本研究旨在描述巨泌乳素血症(持续性高泌乳素血症,其中泌乳素的主要形式为大分子大小)患者的临床特征,并进一步评估大大泌乳素(BB-PRL)的生物活性和结构。

设计

通过多潘立酮试验和血清样本的凝胶过滤来识别巨泌乳素血症患者。评估含有BB-PRL的血清和组分的生物活性,并通过亲和色谱和电泳分析这些组分。

患者

研究了11例以BB-PRL为主要形式的高泌乳素血症患者(第1组)。还检测了8例泌乳素瘤患者的血清(第2组)。对第1组患者的31名一级亲属进行了巨泌乳素血症筛查。

测量

通过放射免疫测定(RIA)、免疫放射测定(IRMA)和Nb2细胞生物测定(Nb2 BA)测量血清和组分中的泌乳素。还通过蛋白A琼脂糖凝胶色谱、免疫沉淀、SDS-PAGE和蛋白质印迹研究了BB-PRL的分布。

结果

(1)第1组11例患者中有7例出现溢乳、月经紊乱或两者皆有;(2)全血清中Nb2 BA/RIA的比值与第2组患者中的比值相似;(3)凝胶过滤后获得的BB-PRL组分中Nb2 BA/RIA和Nb2 BA/IRMA的比值显著低于全血清(P < 0.003);(4)在第1组患者中,PRL的RIA估计值与Nb2 BA或IRMA均无相关性,而Nb2 BA和IRMA相关。
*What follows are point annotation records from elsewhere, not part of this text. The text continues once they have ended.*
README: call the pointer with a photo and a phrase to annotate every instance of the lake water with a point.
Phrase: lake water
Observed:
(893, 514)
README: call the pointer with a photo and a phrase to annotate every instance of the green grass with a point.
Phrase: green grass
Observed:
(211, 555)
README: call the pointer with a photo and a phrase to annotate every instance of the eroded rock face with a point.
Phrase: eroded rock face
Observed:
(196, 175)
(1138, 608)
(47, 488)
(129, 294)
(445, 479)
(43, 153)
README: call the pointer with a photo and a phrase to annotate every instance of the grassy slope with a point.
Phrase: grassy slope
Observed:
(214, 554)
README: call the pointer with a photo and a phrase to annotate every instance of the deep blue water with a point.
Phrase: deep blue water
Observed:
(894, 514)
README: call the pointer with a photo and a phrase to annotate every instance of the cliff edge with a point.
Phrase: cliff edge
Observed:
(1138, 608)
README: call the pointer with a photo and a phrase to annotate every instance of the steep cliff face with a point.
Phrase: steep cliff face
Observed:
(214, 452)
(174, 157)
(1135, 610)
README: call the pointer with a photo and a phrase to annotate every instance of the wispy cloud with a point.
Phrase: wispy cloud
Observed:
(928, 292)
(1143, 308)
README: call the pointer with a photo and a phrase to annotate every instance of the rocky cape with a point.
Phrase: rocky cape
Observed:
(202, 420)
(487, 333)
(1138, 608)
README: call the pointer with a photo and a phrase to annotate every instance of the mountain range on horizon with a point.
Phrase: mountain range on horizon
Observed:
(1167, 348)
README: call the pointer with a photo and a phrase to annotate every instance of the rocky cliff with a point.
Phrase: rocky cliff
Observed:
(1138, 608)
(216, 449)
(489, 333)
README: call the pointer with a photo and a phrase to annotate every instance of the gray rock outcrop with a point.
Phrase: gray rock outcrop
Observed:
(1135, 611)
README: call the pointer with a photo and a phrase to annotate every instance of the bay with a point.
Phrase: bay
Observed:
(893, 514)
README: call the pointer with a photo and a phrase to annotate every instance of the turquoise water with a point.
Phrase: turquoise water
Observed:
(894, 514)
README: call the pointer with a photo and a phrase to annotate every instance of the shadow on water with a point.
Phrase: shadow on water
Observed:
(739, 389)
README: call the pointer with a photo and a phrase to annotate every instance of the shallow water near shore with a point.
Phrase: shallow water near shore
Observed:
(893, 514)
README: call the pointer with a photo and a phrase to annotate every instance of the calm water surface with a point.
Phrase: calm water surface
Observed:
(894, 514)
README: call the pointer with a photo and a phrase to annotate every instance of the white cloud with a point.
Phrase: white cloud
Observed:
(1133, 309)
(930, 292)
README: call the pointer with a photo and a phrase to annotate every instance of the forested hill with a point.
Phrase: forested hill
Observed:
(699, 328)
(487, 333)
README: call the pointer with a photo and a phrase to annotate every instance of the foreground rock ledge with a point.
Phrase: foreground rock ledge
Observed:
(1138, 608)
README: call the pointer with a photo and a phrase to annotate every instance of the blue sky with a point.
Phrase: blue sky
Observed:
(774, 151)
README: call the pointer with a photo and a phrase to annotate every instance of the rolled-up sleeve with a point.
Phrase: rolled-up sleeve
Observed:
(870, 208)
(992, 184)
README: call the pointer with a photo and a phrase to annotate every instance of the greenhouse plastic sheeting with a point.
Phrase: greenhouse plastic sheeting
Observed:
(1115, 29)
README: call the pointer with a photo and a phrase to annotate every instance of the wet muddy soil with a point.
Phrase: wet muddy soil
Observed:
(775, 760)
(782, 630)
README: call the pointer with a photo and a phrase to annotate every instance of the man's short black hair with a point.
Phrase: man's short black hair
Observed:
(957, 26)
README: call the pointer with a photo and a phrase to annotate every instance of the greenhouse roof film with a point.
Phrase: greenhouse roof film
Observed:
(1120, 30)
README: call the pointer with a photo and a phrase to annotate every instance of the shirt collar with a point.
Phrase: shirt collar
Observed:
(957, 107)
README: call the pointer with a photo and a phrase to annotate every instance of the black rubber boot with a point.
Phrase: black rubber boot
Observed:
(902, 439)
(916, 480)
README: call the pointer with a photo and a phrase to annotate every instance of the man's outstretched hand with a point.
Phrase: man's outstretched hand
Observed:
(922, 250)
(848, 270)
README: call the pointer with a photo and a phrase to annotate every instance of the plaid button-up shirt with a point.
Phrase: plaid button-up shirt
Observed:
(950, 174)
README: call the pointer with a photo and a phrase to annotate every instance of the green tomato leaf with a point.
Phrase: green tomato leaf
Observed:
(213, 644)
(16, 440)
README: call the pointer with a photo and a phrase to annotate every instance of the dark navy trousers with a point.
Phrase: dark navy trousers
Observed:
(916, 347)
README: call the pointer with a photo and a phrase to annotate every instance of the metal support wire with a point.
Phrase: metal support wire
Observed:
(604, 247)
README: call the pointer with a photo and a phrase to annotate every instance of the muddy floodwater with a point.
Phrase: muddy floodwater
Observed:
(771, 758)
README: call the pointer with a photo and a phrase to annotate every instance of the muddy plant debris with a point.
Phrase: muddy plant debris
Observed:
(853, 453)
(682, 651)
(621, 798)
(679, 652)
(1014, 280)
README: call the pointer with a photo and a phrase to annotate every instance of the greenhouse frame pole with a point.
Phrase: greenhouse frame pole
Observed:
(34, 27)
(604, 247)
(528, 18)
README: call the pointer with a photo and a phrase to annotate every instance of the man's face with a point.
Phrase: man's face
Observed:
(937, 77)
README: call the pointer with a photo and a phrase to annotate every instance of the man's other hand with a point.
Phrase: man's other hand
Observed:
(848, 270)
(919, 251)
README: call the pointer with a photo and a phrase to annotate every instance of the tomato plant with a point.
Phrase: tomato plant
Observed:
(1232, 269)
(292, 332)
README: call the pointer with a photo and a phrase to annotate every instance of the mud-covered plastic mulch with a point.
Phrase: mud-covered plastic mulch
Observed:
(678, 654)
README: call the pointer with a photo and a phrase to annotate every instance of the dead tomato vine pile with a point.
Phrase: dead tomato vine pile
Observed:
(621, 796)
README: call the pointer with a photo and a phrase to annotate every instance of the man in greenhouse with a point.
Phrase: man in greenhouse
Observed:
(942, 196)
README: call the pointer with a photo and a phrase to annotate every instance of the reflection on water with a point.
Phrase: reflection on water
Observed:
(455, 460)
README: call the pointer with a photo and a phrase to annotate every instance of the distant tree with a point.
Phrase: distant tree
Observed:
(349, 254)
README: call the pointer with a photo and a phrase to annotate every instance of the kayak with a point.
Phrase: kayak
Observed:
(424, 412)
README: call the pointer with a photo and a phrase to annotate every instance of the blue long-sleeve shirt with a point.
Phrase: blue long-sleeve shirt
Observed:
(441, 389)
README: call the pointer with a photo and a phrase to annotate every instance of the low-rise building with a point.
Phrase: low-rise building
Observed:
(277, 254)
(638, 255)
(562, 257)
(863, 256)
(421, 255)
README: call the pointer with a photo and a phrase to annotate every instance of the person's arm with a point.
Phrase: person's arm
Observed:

在第2组患者中,RIA和Nb2 BA相关(r = 0.881;P = 0.02);(5)如蛋白A琼脂糖凝胶和SDS-PAGE所示,24 - 86%的BB-PRL表现为免疫球蛋白结合的PRL;(6)在从第1组患者的31名一级亲属获得的三份血清样本中,发现高比例的BB-PRL(54%、49%和43%)。

结论

不仅在无症状高泌乳素血症患者中,而且在对PRL刺激试验反应正常但有溢乳和/或月经紊乱的女性中,都必须怀疑巨泌乳素血症。我们的结果还表明,这些女性无症状并非由BB-PRL较低的生物活性所解释。相反,我们推测由于分子量高,BB-PRL不易穿过毛细血管壁。在凝胶色谱过程中,要么BB-PRL的结构发生变化,和/或去除了增强PRL生物活性的物质,这解释了与血清相比,含有BB-PRL的组分生物活性较低的原因。在本研究中,我们证明至少一半(范围为24 - 86%)的BB-PRL表现为免疫球蛋白结合的PRL。最后,我们发现在所研究的大多数病例中,巨泌乳素血症不会遗传给一级亲属。